Book Week
Book WeekFlash 90

Israel's Central Bureau of Statistics in honor of Hebrew Book Week published on Monday data on Israelis' reading habits.

Hebrew Book Week will begin on Wednesday, June 7.

Twenty-nine percent of the survey's respondents aged 16-65 reported that they don't read books at all. However, 21% of the respondents said they read books every day, and another fifth of the population (19%) said they read books at least once a week, but not every day.

The total number of book-reading respondents - 40.1% - is greater than the OECD's average of 37.2%, ranking Israel 14th out of 28 countries.

Women read more books than men, with 47% of women reading a book, fiction or non-fiction, at least once a week, compared to only 34% of men who read the same amount.

Nearly half of the Arab population (49%) does not read books at all, whereas only 24% of the Jewish population said the same.

The number of Arabs over age 55 who read is significantly lower than the number of Arabs aged 16-24 who read: 63% of Arabs over age 55 do not read at all, whereas 40% of Arabs aged 16-24 do not read at all.

Two-thirds (67%) of respondents who said they had over 500 books at home when they were 16 years old, read books at least once a week. Meanwhile, 19% of respondents who had 10 or fewer books at home said they read at least once a week.

Seventy-two percent of haredi respondents said they read at least once a week, compared to 40% of irreligious or secular respondents who said the same.

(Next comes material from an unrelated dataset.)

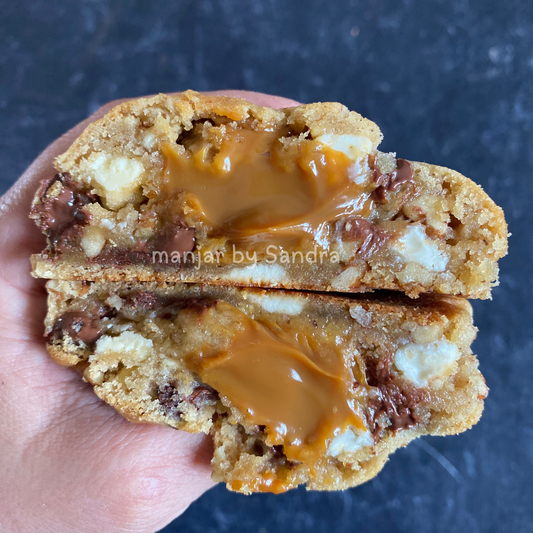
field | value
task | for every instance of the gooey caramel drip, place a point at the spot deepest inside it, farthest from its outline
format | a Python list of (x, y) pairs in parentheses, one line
[(253, 184), (301, 397)]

Higher income Israelis are more likely to read: Of those who earn 4,000-5,999 NIS per month, the number of respondents who do not read at all is 35%. Meanwhile, 15% of those who earn more than 17,000 NIS per month do not read.

Twelve percent of those between the ages of 16-65 who are employed either full- or part-time read books - fiction or research - at least once a week for the purpose of work.